Parish in County Donegal, Ireland

Townawilly is a parish in the Barony of Tirhugh within the Roman Catholic Diocese of Raphoe in County Donegal, Ireland. The parish includes most of Donegal Town, with the parish running along the shores of Lough Eske, just to the north-east of the town. The mountainous area known locally as ‘Townawilly’, ranging approximately from the south-eastern portion of Lough Eske to farther north in the Bluestack Mountains ('the Croaghs'), gives its name to the larger parish. The spelling of this placename can also be found as 'Tawnawully', after the Irish Tamhnach 'a Mhullaigh. This translates approximately as 'highland meadow' or 'arable hilltop'.

==History==
===Townawilly Tenantry School===
Source:

The Commissioners of Education in their 1848 report mention that they had built a 'substantial' school in Townawilly.

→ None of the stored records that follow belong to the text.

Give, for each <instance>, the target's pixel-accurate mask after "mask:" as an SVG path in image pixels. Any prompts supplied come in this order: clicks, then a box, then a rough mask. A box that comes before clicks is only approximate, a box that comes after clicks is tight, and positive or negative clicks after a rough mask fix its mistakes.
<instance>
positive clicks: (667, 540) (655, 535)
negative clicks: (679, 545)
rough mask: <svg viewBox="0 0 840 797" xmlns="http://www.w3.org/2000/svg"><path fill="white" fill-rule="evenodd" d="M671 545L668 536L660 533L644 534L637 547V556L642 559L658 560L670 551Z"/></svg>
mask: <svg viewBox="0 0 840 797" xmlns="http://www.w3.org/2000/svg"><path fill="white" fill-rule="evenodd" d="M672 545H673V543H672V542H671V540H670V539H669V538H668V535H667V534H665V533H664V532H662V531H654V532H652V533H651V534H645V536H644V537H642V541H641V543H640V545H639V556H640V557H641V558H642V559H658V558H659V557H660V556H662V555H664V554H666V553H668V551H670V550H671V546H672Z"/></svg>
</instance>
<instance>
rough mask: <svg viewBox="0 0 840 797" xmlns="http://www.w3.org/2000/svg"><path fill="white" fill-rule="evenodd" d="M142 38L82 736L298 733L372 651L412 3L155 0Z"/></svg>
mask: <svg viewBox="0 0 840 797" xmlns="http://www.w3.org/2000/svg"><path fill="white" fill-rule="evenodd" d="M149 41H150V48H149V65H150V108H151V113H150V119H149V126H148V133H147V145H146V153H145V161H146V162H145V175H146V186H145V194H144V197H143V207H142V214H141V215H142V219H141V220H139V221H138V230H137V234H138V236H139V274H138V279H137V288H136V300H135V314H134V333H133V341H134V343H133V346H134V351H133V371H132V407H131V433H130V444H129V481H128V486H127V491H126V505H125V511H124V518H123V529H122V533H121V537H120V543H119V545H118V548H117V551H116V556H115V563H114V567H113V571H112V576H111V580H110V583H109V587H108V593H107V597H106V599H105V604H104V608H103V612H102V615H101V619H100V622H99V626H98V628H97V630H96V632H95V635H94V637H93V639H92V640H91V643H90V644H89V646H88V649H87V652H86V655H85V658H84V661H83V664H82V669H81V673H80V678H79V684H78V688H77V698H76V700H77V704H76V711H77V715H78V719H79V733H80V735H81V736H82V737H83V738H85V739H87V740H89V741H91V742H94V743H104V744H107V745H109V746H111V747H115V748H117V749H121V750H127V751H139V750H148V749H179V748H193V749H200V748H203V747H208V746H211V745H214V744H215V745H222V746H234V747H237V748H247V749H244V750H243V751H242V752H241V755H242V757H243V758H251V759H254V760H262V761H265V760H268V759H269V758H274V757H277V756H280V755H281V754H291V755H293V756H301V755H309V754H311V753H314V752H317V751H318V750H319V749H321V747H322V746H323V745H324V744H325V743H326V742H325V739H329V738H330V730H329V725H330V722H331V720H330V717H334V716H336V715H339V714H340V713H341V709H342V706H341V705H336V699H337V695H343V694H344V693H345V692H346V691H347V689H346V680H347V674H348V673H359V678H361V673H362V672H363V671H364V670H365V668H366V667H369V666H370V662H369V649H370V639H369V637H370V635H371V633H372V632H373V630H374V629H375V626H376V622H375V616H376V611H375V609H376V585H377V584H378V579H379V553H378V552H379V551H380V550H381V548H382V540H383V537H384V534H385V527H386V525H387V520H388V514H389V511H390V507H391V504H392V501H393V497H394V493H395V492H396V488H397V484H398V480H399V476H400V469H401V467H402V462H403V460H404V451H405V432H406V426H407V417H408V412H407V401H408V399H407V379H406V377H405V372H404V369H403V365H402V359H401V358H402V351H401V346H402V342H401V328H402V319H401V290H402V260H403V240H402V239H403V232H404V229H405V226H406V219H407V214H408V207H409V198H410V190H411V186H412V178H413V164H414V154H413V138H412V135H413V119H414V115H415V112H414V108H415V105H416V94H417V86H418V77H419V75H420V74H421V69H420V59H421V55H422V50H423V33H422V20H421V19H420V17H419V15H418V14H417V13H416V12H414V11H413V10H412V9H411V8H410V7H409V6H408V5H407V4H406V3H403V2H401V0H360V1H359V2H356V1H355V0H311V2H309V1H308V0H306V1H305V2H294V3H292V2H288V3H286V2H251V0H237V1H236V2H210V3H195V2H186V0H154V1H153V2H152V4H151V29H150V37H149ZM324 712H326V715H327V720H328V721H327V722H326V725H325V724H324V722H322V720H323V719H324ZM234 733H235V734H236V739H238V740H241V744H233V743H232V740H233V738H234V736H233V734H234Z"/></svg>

In 1858 the Commissioners reported that pupils attending the school got little educational benefit as the master could not speak Irish, while the junior classes could not speak English. The total number on the roll was 87. All were free students and only three were non-Catholic.

===Archaeology===

The area is abundant with evidence of wells, standing stones, ringforts, and other monuments of ancient construction and import.

English 'Crown' coins dating to the early 17th century were discovered in the townland of Garvagh in the 1940s.

==Townlands==

Townlands within the area of Townawilly include: Milltown, Ardeevin, Mullanalamphry, Ardnableask, Ardatowel, Townagorm, Garvagh, Corracramph, Goladoo.